Comparison of Quantile Regression Curves with Censored Data
Lorenzo Tedesco, Ingrid Van Keilegom

TL;DR
This paper introduces a new statistical test for comparing conditional quantile curves with censored data, applicable to independent and paired samples, with proven asymptotic properties and validated through simulations and real data application.
Contribution
It develops a novel test for comparing censored quantile curves, including bootstrap-based critical value approximation and performance evaluation against existing methods.
Findings
Test performs well for small and moderate sample sizes.
Bootstrap procedure effectively approximates critical values.

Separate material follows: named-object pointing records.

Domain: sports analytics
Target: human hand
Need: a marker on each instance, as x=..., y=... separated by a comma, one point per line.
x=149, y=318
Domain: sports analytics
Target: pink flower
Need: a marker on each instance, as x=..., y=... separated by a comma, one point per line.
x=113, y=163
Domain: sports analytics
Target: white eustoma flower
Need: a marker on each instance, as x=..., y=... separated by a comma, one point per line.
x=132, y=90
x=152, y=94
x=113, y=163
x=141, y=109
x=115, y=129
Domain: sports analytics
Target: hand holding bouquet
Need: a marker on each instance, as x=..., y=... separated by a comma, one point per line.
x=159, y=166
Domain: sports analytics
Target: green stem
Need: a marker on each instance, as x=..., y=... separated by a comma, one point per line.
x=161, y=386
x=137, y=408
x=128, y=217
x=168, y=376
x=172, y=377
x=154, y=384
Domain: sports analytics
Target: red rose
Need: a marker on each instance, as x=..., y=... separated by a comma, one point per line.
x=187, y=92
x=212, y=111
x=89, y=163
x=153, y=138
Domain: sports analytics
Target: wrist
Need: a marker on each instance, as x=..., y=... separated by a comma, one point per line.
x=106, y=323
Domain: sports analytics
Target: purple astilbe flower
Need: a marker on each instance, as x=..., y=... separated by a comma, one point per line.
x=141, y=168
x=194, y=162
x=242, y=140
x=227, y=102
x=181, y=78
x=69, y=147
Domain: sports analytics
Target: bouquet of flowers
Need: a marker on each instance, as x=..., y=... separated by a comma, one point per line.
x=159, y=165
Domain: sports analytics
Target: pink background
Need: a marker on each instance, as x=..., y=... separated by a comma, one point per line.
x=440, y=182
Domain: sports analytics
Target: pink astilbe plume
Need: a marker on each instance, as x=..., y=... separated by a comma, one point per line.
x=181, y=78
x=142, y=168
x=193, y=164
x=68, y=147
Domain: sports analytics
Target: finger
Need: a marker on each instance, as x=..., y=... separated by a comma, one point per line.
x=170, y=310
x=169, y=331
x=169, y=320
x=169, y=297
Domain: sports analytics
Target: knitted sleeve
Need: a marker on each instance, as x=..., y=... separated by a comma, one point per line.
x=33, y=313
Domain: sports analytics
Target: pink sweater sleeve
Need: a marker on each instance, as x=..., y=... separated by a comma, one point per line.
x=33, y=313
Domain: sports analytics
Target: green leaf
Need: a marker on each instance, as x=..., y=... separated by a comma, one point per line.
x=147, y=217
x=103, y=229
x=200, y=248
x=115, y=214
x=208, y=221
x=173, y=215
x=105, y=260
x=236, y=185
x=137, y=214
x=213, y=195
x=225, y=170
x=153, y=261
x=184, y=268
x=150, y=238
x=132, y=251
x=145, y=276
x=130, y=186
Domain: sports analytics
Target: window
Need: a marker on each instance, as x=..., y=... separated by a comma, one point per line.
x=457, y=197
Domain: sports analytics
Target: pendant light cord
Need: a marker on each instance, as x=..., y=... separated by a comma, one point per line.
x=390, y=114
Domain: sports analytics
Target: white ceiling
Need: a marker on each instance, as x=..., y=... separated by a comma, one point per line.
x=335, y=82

Application to diabetic retinopathy data demonstrates practical utility.
Abstract
This paper proposes a new test for the comparison of conditional quantile curves when the outcome of interest, typically a duration, is subject to right censoring. The test can be applied both in the case of two independent samples and for paired data, and can be used for the comparison of quantiles at a fixed quantile level, a finite set of levels or a range of quantile levels. The asymptotic distribution of the proposed test statistics is obtained both under the null hypothesis and under local alternatives. We describe a bootstrap procedure in order to approximate the critical values, and present the results of a simulation study, in which the performance of the tests for small and moderate sample sizes is studied and compared with the behavior of alternative tests. Finally, we apply the proposed tests on a data set concerning diabetic retinopathy.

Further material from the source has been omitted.